11 Nisan 2013 Perşembe

Bediüzzaman'ın dürbünü 1

“Mahrem bir suale cevaptır” bahsini okurken dikkatimi çeken şeylerden birisi de Bediüzzaman’ın dürbünü. Evet, yanlış okumadınız. Bediüzzaman’ın dürbününü çok merak ediyorum. Üstad, onunla, Kur’an’dan aldığı bir ders olarak o kadar övünüyor ki; mesleğinin çok meziyetini neredeyse onun üzerine bina ediyor.

“Felillâhilhamd” diyor mesela, “sırr-ı temsil dürbünüyle, en uzak hakikatler gayet yakın gösterildi. Hem sırr-ı temsil cihetü’l-vahdetiyle, en dağınık meseleler toplattırıldı. Hem sırr-ı temsil merdiveniyle, en yüksek hakaike kolaylıkla yetiştirildi. Hem sırr-ı temsil penceresiyle, hakaik-i gaybiyeye, esâsât-ı İslâmiyeye, şuhuda yakın bir yakîn-i imaniye hâsıl oldu. Akıl ile beraber vehim ve hayal, hattâ nefis ve hevâ teslime mecbur olduğu gibi, şeytan dahi teslim-i silâha mecbur oldu.”

Dürbün kelimesinin peşinden bir yolculuğa çıkıyorum bu sefer. Bakalım beni nerelere götürecek?

Şualar’da buluyorum. Orada da ‘fenn-i kitabet geniş mikyasları’ ve ‘dürbîn gözleri’nden bahsediyor Bediüzzaman. Devam ediyorum. Lem’alarda, bu sefer ism-i Kayyum’un cilvesini hayalen temaşadan çıkan iki dürbünden bahsediyor. Birisi mikroskop, öteki teleskop gibi...

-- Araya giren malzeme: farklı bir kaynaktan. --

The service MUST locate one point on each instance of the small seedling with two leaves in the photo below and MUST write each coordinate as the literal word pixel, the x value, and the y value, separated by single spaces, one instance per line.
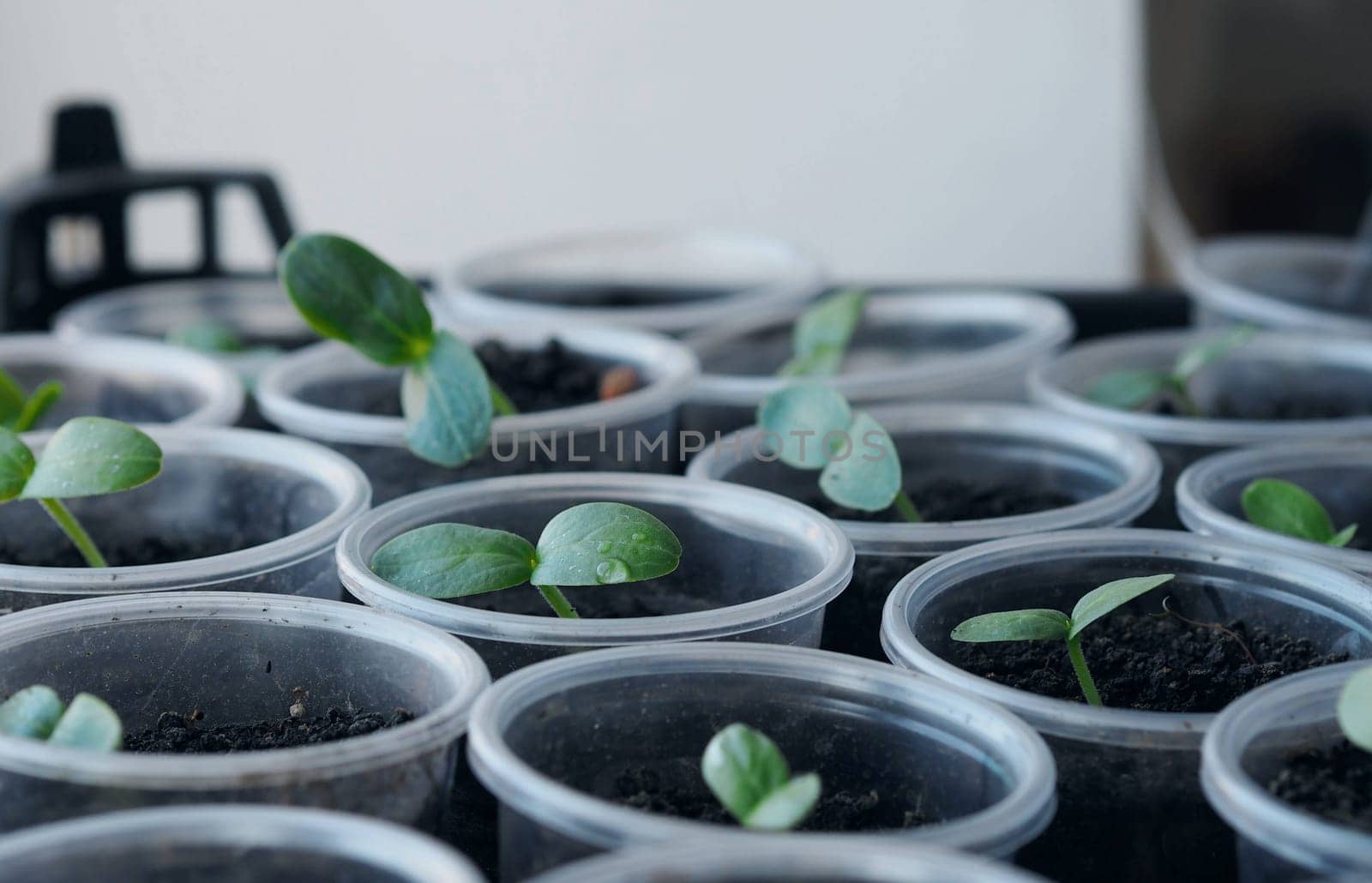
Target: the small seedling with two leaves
pixel 1042 624
pixel 39 713
pixel 1286 508
pixel 587 544
pixel 814 428
pixel 87 457
pixel 20 411
pixel 751 778
pixel 349 294
pixel 1355 709
pixel 821 335
pixel 1134 388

Muhakemat’a gelince bu sefer ‘istiare ve mecaz dürbünü’nden dem vuruyor. İlk Dönem Eserleri içinde bir bölümde yine bir kıyas-ı temsiliyi ifade ettiğini söylediği üç ayeti zikredip sonunda “(...) gibi pek çok âyât-ı kesîre ile haşr-i cismânîdeki saadet-i ebediyeye nâzır pek çok dürbünleri nazar-ı beşere vazetmiştir” diyor. Sırlı bir şekilde yine temsille dürbünü birbirine bağlıyor.

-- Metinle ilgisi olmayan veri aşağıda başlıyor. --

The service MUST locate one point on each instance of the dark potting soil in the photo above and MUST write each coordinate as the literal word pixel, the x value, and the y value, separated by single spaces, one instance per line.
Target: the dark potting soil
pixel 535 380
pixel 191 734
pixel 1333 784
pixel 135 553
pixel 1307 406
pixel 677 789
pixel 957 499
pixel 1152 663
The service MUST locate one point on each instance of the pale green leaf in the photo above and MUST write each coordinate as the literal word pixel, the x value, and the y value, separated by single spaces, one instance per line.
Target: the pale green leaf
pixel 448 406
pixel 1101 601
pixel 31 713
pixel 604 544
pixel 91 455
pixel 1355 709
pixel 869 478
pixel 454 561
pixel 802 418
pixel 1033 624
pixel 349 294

El-Hüccetü’z-Zehra’da da, Ayetü’l-Kübra’ya atıfla diyor ki: “o aynı seyyah (...) kâh Kur’ân hikmetine, kâh felsefe hikmetine aklını bindirip geniş hayal dürbünüyle en uzak tabakalara bakarak, hakikatleri vâkide olduğu gibi görmüş, bizlere Âyetü’l-Kübrâ’da kısmen haber vermiş.”

Sonra “Mühim bir suale cevaptır”a kadar uzuyor yolum. Orada da birisi dalaletin, birisi imanın dürbünü olmak üzere iki dürbünden bahsedip bakış açımı değiştiriyor bu sefer. “Demek ki, bu dürbün her ne ise sadece ehl-i imanda olan birşey değil” diyorum. “Dalalet ehlinde de var bu dürbünden...”

Ben Bediüzzaman’ın dürbününü arayadurayım; Ene Risalesi okumalarımız esnasında Metin Karabaşoğlu abi bize Eski Said’den Yeni Said’e doğru yaşanan değişim hakkında bakış açımızı zenginleştirmemiz gerektiğinden bahsetti. Bu dönüşümün sadece siyasi gelişmelerin etkisiyle gerçekleşmiş birşey olduğunu düşünmenin külliyatı anlamakta bizi kısırlaştıracağını söyledi. Ona göre, dış dünyasında yaşanan değişimin kat be kat fazlası Bediüzzaman’ın içinde de yaşanıyordu. Üstad, kozasında kelebeğe dönüşüyordu uyanışlarıyla. Ve yine Metin abiye göre Eski Said’i Yeni Said yapan uyanışlardan birisi de eneyi farkedişiydi.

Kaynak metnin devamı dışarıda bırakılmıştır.